Permítame responder a esto con el fragmento de un poema de Hilos, pues no sabría explicarlo mejor: “Disolver, alguien dice. Disolver / el mí. –¿Quién disuelve? / Un disolver, tal vez. ¿En el decir? / El decir es el método”. 


“El deseo es guía; la creencia, territorio”. ¿Es un binomio que parece exigirse el uno al otro. ¿En qué creer en un mundo sustentado en la apariencia?

¿Hay acaso alguna diferencia entre apariencia y realidad? ¿Podemos percibir el mundo de otra manera que mediante nuestros órganos de percepción y nuestra mente? Real... ¿qué es real? Wittgenstein decía que creemos ver el mundo pero que lo que vemos en realidad no es sino el  marco de la ventana por la que miramos. Nada más cierto. A efectos prácticos, saberlo no sirve de nada, pero aún así es importante.
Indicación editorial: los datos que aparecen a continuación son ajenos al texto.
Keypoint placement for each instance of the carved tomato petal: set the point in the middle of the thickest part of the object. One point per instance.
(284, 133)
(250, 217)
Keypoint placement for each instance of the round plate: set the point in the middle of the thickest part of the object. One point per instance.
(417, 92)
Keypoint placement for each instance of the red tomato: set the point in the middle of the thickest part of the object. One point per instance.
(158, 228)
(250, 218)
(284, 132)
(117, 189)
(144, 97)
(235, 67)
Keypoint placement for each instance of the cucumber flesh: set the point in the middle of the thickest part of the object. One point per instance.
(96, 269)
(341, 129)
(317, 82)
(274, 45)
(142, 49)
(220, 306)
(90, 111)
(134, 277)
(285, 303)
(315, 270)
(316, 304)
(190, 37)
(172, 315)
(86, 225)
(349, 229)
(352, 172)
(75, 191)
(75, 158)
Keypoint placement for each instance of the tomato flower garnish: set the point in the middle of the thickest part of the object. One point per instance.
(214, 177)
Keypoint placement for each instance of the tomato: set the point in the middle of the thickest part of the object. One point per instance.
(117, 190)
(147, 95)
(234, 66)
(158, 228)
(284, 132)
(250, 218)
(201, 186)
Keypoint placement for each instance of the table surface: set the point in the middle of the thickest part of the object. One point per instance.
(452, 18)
El abajo no es inconsciente, es simplemente inconmensurable (...) La voz de abajo es el poema. El abajo, ¿nos conforma de un modo más auténtico que la superficie?

La autenticidad, como la verdad, es un término comparativo. Si no hay falsedad, no hay autenticidad. No creo que esta dicotomía pueda aplicarse aquí. El abajo, la superficie, el antes o el fuera describen estados que resultan de distintas frecuencias vibratorias. La percepción del tiempo es diferente según la mente se aquiete o se acelere. En el abajo el tiempo se dilata, puede llegar a ser infinito. Lo que ocurre allí entonces es incomunicable. Si la voz del abajo es el poema es porque sólo el poema es capaz de aprehender lo inabarcable. La desaparición, por ejemplo.


“No está descrito, dice el científico. No está descrito, luego no ocurre”. ¿Qué lugar ocupa lo sagrado, el presagio, lo incomprensible en nuestra sociedad?

Lo que el sistema no neutraliza, lo margina, sencillamente. O le otorga el carné de inexistencia. Lo que no entiende la mente-araña sistémica es que todo, en este mundo, es absolutamente incomprensible, además de absurdo.


Sin los mitos que le han configurado a través de los siglos, ¿el hombre  moderno tiene futuro?

Parece que el ser humano no puede vivir sin algún mito que le explique los comienzos. Esto no sería un problema si no se equivocase de mito. Hemos elegido aquellos que fomentan la discordia. El futuro que deparan es, obviamente, el presente que estamos viviendo.


¿Qué sucede si uno, como recomienda la última línea del libro –libro como panóptico del sentir-, da un paso hacia las sombras?


Habrá que preguntárselo a la mujer de pie.